Arms industrial robots like the Talon are still being used today in Iraq and other areas of conflict around the world. The Talon system has also been updated for modern warfare with the advent of the Swords Talon™ system – the standard Talon robot outfitted with advanced weaponry, allowing the tank like arms industrial robot to conduct advanced urban warfare without ever endangering its human operator. Arms industrial robots like this may very well shape the face of warfare over the next few decades – even now such robots as the Swords Talon are still in the experimental stages.

Robots are used on the home front as well. Robotics corporation Aethon manufactures the popular Tug Robot™, which is used as an automated delivery system in hospitals. Industrial robots used in these kinds of applications carry medical supplies and food throughout large U.S. hospitals and then return to their charging stations to await further instruction. Industrial robots used like this make large institutions like hospitals run much more efficiently and save humans vast amounts of menial labor.

Industrial robot types like those discussed are slowly leading into production in the commercial realm. The Scooba™ and Roomba™ robots, from iRobot, are designed to automatically vacuum homes without requiring human input – making them autonomous, one of the primary characteristics for a device to be considered a robot.

For more information about industrial robots, visit:

http://en.wikipedia.org/wiki/Industrial_robot

What other fields are robots being developed for?

Commercial robots are being developed for other fields as well. Robots can be bought to mow lawns, for instance, or provide companionship – Sony’s Aibo™, a robotic dog, has sold spectacularly well. Aibo can mimic all of the actions of a real dog, even to the point of learning tricks, walking around and playing with toys. The startling realism which robots like these portray are do to enormous advances in the fields of artificial intelligence in recent years as computer hardware increases exponentially in power and decreases in size. These days, your palm-sized iPod™ can hold literally billions of times more than a microwave-sized device of two decades ago.

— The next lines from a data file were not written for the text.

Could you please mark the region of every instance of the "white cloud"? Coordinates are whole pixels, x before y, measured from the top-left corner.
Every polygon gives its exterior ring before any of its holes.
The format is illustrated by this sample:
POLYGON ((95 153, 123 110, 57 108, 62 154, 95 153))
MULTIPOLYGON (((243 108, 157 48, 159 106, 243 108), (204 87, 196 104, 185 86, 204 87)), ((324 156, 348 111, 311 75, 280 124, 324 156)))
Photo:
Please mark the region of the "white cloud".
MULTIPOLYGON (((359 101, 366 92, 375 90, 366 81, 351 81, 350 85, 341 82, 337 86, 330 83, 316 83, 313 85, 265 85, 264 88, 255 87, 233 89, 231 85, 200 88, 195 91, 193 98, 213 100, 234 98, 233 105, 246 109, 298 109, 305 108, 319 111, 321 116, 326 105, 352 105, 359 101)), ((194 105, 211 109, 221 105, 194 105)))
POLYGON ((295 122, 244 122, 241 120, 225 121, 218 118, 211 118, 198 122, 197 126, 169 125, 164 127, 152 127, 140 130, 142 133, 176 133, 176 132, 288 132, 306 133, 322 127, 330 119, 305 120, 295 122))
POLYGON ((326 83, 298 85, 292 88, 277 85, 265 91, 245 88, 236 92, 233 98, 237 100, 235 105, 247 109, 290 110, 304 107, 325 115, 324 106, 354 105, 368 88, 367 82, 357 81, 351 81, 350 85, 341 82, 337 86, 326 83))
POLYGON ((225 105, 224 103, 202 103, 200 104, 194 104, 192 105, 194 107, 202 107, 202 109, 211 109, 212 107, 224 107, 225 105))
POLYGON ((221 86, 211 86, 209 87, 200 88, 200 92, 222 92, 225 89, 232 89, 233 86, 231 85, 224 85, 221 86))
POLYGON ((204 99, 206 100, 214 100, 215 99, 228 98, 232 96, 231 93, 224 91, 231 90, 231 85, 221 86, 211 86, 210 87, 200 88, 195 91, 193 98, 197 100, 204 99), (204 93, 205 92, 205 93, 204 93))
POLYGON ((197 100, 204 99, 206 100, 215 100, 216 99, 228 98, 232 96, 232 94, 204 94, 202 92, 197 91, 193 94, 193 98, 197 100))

In the first years of artificial intelligence, programs were complex decision making algorithms. The program was only capable of doing exactly what was programmed into it – if you typed “Hello,” for example, the computer would respond. If you typed “helo,” though, it wouldn’t know what you were talking about – even though any human would be able to tell what you meant. This is “hard wired” intelligence, and is the most standard kind of programming in today’s robots. Industrial robots, for example, by nature do only one thing and have no need to “learn” or adapt to different situations.

Recently, though, software engineers have been developing more advanced algorithms to simulate and even actualize intelligence. Neural net programming works on the same principle as the human brain and allows for learning, complex decision making, and “fuzzy” logic. A neural net intelligence would learn patterns – if you taught a neural net to respond to “hello”, for example, it would also respond to “helo” because it would recognize the pattern in the same way a human mind would. It is likely that programming like this will decide the future of robotics technology.